Schematic questions

I would like to see a Bill of Materials (BOM) for each of the boards. Is this available?

Also, on the Preamp board after the buffer op-amps you have a diode, then resistor and cap. What is the diode for and are the resistor and cap an antialiasing filter ?

Specifically, I am referring to the preamp schematic, page 2, diode D1, C62 and R91.

It seems to me that the diode will eliminate the signal information below the diode turn on voltage (possible 0.6V). Signal then goes through R C network and then into the A/D (MCP3008).

What would 1/2 wave rectifying an audio signal do to the sound quality?

Still confused…

OK, sorry, I see where ALGx_R and ALGx_L are DC biased up to 2.5V, so diode does no harm, and may be protecting op amp?

The diode followed by a resistor and cap to ground acts as a “peak detect” circuit. The input of that sub-circuit is the biased RCA input, but buffered through an op-amp so as to not affect the actual audio. The output is effectively the max value of the input, with a slow decay back to 0V. That output is read by an ADC (U29) so the software can determine if there is audio playing on the RCA inputs.

As for the BOM, unfortunately we do not provide that. In general AmpliPi aims to be substantially open-source so that users are able to fully understand, maintain, and modify their units. To that end we provide software, firmware, and schematics. On the other hand, the reality is continued development is funded by sales of hardware. Due to this reality there are no plans at this time for us to offer the PCB layout and other manufacturing files, as this would be detrimental to the long-term health of the project.

1 Like

Thanks. Interesting way to see if there is a signal on any analog input.

Another question. The i2s DAC is driven by a GPIO from the Pi card. What kind of data does the Pi send? I could not find any code driving this…

I guess the USB DAC can be used for SPDIF input, and input from phone via audio jack.
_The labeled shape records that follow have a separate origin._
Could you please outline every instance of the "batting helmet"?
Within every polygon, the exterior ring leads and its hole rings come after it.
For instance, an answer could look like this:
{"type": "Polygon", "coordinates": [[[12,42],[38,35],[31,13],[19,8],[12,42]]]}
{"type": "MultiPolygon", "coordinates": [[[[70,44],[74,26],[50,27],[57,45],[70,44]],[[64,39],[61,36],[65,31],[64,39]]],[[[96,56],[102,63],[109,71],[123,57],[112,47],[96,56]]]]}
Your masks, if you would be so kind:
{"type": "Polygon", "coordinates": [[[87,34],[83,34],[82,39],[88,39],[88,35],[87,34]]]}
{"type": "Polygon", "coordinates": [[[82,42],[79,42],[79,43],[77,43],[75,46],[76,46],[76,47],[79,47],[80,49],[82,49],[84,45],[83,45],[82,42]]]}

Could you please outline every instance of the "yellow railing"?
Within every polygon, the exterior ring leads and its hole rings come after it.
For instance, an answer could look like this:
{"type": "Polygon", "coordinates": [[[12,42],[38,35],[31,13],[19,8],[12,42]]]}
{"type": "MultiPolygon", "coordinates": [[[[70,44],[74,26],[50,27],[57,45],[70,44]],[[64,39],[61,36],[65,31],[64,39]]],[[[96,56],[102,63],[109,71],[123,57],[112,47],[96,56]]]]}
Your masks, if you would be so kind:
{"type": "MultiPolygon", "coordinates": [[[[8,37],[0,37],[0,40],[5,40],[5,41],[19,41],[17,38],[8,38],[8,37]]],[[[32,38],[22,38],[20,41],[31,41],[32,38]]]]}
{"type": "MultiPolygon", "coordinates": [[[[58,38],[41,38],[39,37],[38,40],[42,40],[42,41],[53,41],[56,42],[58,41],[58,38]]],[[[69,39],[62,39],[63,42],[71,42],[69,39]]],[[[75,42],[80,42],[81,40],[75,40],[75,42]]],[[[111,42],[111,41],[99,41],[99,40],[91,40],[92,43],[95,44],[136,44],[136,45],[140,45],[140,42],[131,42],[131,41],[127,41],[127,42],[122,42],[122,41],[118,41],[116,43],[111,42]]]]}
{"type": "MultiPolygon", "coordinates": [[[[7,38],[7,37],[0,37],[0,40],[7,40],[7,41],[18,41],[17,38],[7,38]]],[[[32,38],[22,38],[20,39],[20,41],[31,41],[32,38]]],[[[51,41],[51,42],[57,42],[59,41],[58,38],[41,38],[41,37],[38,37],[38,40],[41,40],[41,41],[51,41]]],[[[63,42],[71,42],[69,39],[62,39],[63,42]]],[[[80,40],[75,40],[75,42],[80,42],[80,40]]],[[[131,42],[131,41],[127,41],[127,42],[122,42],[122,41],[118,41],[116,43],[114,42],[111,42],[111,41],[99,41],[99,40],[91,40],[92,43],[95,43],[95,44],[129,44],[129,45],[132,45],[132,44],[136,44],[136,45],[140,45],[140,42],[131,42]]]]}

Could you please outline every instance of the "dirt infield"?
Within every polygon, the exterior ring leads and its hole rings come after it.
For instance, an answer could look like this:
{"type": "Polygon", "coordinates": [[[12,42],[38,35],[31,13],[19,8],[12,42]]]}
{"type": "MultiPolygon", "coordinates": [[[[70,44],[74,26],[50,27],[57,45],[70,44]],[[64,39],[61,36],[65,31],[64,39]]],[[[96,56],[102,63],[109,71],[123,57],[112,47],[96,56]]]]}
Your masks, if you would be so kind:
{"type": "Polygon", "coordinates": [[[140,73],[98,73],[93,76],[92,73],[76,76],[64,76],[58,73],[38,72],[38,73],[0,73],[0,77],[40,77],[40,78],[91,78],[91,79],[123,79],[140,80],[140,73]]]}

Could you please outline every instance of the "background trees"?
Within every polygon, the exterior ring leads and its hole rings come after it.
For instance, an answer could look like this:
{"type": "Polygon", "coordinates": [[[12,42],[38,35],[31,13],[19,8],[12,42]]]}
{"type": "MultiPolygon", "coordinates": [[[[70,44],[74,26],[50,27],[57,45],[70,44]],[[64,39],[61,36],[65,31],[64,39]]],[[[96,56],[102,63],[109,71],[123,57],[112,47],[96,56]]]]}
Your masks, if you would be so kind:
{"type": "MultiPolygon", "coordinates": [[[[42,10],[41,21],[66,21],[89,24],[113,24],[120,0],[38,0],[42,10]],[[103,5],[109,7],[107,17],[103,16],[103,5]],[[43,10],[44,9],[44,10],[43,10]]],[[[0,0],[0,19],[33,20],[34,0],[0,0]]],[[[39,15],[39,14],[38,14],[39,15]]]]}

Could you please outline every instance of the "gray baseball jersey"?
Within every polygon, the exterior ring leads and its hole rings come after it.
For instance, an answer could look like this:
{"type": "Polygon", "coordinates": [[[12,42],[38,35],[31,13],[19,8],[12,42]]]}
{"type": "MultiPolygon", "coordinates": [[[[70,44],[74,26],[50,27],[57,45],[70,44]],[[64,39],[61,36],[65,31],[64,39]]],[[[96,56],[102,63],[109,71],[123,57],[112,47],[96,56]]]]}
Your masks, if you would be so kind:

But can data comes from USB?

And finally, what format does data from an internet stream use and how is it input to the hardware?

Thanks

The PCM5102A DAC has an I2S input. Those GPIO pins on the Pi are configured to be I2S in the /boot/config.txt file. The same DAC was used on a HiFiBerry board and added to the Linux kernel hence the hifiberry-dac name for the device tree overlay.

The CM6206 USB ADC/DAC both sends and receives audio via USB. Both it and the I2S DAC show up as audio devices on the Pi, so from our applications’ viewpoints they are just like any other audio sink on Linux.

Internet streams can have various formats, we let VLC do the heavy lifting there. See our runvlc.py, but from a high-level perspective playing a radio stream, local file, or whatever else VLC can ingest all ends up being the same: open URL, send audio to selected audio device.

1 Like

Thanks for the info.

Since I noticed this, thought I would comment.
The Controller Board Schematic 4A has two sections of interest: “USB HUB/ETH MAC & PHY” and “USB Ports”. The USB Ports section indicates that USB 2, 4 and 5 are used for different purposes than specified in the other section (appears to be).

Thanks again

Good catch, it seems like everything is correct except for the “USB HUB/ETH MAC & PHY” section. Those labels for USB 2-5 are all mismatched. My guess would be things got swapped to make layout easier but the labels didn’t get updated.